Management of the Orlando, Fla.-based company, which operates Olive Garden, Red Lobster, LongHorn Steakhouse and several other restaurant brands, said they intended to make bolder moves at the Italian casual-dining chain to stem declines in same-store sales.
For the second quarter ended Nov. 27, Darden earned $53.7 million, or 40 cents a share, compared with $74.5 million, or 53 cents a share, in the same quarter last year.
Sales rose 6.1 percent to $1.83 billion, from $1.73 billion in the same prior-year quarter. Closing costs associated with the purchase of the Eddie V’s restaurants reduced profit by 1 cent a share, Darden said.
Darden earlier this month warned that same-store sales at Olive Garden would be negative in the quarter as it saw the chain’s customer traffic slip and guests trading down, reducing add-ons and taking advantage of value promotions in great numbers than expected.
Olive Garden’s U.S. same-store sales fell 2.5 percent in the quarter.
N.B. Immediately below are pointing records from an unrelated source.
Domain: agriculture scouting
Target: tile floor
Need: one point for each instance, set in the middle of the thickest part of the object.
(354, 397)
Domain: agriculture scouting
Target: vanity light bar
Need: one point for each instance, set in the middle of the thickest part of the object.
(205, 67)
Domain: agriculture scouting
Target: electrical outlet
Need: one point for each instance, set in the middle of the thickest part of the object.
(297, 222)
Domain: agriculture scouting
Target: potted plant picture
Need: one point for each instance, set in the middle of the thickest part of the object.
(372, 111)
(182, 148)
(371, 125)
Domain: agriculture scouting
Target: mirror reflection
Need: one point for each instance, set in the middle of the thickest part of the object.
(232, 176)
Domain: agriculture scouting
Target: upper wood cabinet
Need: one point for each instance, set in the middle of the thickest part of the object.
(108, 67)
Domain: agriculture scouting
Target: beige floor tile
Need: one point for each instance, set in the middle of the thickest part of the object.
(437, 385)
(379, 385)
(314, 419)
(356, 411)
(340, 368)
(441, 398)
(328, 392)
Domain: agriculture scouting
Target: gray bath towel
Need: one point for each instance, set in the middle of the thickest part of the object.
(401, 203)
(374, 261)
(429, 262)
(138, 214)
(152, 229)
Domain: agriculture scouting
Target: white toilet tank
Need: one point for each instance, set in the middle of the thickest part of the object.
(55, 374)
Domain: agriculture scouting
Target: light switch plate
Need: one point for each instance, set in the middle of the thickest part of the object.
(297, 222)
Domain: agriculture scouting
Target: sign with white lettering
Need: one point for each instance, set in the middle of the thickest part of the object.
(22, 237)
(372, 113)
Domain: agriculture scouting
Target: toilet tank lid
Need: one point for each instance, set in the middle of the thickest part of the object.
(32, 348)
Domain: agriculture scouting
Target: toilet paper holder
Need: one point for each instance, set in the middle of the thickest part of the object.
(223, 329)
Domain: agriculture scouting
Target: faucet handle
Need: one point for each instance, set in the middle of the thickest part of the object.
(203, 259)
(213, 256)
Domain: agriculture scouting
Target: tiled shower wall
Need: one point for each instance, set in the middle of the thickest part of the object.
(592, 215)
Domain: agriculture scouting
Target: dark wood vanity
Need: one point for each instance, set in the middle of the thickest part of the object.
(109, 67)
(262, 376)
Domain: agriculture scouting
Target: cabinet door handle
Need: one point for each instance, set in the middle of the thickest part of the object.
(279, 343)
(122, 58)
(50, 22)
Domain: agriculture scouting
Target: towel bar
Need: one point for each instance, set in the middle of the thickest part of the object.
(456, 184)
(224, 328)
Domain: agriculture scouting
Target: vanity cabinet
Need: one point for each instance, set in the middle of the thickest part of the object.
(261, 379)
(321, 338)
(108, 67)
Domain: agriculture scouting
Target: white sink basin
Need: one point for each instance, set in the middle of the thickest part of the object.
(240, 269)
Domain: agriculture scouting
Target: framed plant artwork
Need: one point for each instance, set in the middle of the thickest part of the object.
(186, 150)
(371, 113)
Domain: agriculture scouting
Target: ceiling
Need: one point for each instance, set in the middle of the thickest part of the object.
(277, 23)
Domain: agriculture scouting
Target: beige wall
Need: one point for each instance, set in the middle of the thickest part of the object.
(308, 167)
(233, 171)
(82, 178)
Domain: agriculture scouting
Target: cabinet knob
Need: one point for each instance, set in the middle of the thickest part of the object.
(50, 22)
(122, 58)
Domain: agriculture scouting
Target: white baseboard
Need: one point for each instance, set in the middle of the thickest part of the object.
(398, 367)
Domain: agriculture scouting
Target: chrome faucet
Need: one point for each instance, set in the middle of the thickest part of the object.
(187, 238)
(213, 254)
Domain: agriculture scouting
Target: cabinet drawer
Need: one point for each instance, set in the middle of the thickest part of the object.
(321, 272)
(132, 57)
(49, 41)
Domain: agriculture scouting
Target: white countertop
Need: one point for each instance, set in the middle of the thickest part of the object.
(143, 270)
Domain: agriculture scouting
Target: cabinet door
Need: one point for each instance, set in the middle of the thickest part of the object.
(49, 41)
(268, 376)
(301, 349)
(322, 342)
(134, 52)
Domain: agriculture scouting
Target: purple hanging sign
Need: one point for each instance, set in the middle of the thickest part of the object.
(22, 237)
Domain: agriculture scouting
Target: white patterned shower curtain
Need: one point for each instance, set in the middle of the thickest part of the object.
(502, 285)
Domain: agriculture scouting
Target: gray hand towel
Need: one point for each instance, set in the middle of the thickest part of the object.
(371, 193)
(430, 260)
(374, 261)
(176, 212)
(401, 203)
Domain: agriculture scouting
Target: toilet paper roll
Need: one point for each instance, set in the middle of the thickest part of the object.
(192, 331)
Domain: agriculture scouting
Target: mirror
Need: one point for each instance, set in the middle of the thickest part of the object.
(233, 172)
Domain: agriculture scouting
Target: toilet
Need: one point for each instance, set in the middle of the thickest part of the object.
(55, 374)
When combined with Red Lobster and LongHorn, same store sales rose 1.8 percent in the quarter.
In the quarter, Olive Garden offered such promotions as the “never-ending pasta bowl” at $8.95 in September and the first week of October, which was followed by stuffed rigatoni with sausage for $9.95 or stuffed rigatoni with chicken for $11.95.
“Neither promotion delivered as many guests as anticipated,” Drew Madsen, Darden’s president and chief operating officer, said in an conference call Friday with analysts, “and there was more trading to the lower-priced promoted entrées than we have seen historically.
“This trading, combined with lower add-on sales as guests continued to manage their check, resulted in negative menu mix for the quarter,” Madsen said.